In the case of a simple wrapper function that just calls another with 
different arguments, directly returning the result from the called 
function make sense. For example:

> int device_bind(struct udevice *parent, const struct driver *drv,
>                 const char *name, void *platdata, int of_offset,
>                 struct udevice **devp)
> {
>         return device_bind_common(parent, drv, name, platdata, 0, of_offset, 0,
>                                   devp);
> }

However, where the top-level function is more complex, especially where 
it calls multiple functions in its body, I think it's best to use the 
exact same style to call all functions in the top-level body, and just 
"return 0" separately at the end.
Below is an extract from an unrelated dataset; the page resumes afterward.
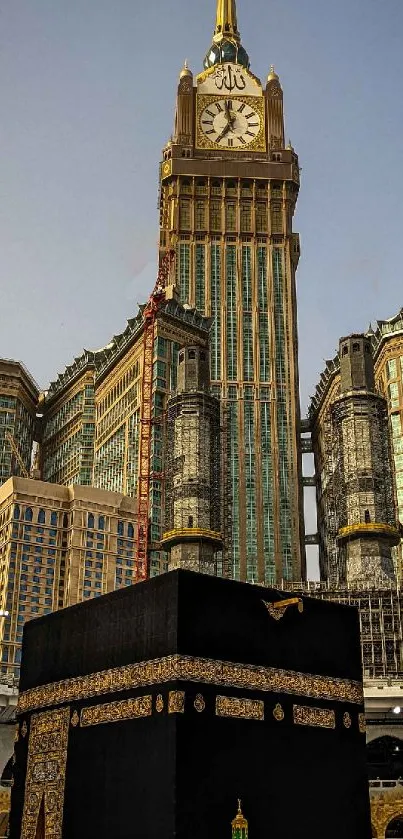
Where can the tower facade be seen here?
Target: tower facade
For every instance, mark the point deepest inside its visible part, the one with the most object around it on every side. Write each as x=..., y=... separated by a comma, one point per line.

For example:

> static int tegra186_bpmp_bind(struct udevice *dev)
> {
>         int ret;
>         struct udevice *child;
>
>         debug("%s(dev=%p)\n", __func__, dev);
>
>         ret = device_bind_driver_to_node(dev, "tegra186_clk", "tegra186_clk",
>                                          dev->of_offset, &child);
>         if (ret)
>                 return ret;
>
>         ret = device_bind_driver_to_node(dev, "tegra186_reset",
>                                          "tegra186_reset", dev->of_offset,
>                                          &child);
>         if (ret)
>                 return ret;
>
>         ret = device_bind_driver_to_node(dev, "tegra186_power_domain",
>                                          "tegra186_power_domain",
>                                          dev->of_offset, &child);
>         if (ret)
>                 return ret;
>
>         ret = dm_scan_fdt_dev(dev);
>         if (ret)
>                 return ret;
>
>         return 0;
> }

All child function calls are structured the same, so someone reading the 
code will always see the same structure irrespective of where in a 
function a child function is called. This gives uniformity. This also 
yields a few maintenance advantages below, and helps keep all code 
uniform even if any of the maintenance operations below have been 
applied to some functions and aren't needed in others.

1)

If tegra186_bpmp_bind() were modified to call an additional function in 
its body, the diff for that addition would look identical no matter 
whether the new call was added at the start/middle/end of the body. We 
wouldn't ever have to do something like:

- 	return dm_scan_fdt_dev(dev);
+ 	ret = dm_scan_fdt_dev(dev);
+ 	if (ret)
+ 		return ret;

... which is an edit to a piece of code that's unrelated to the code 
being added, and thus makes the patch more confusing.

2)

There's always an obvious place to put any debug()/error() invocations, 
or translate return values; inside the if (ret) body. There's only one 
way for the code to look so it doesn't change based on what exactly we 
do with the return value.

3)

If we add the need for cleanup logic in the failure case, we can just 
blindly change "return ret" to "goto fail" without re-structuring code.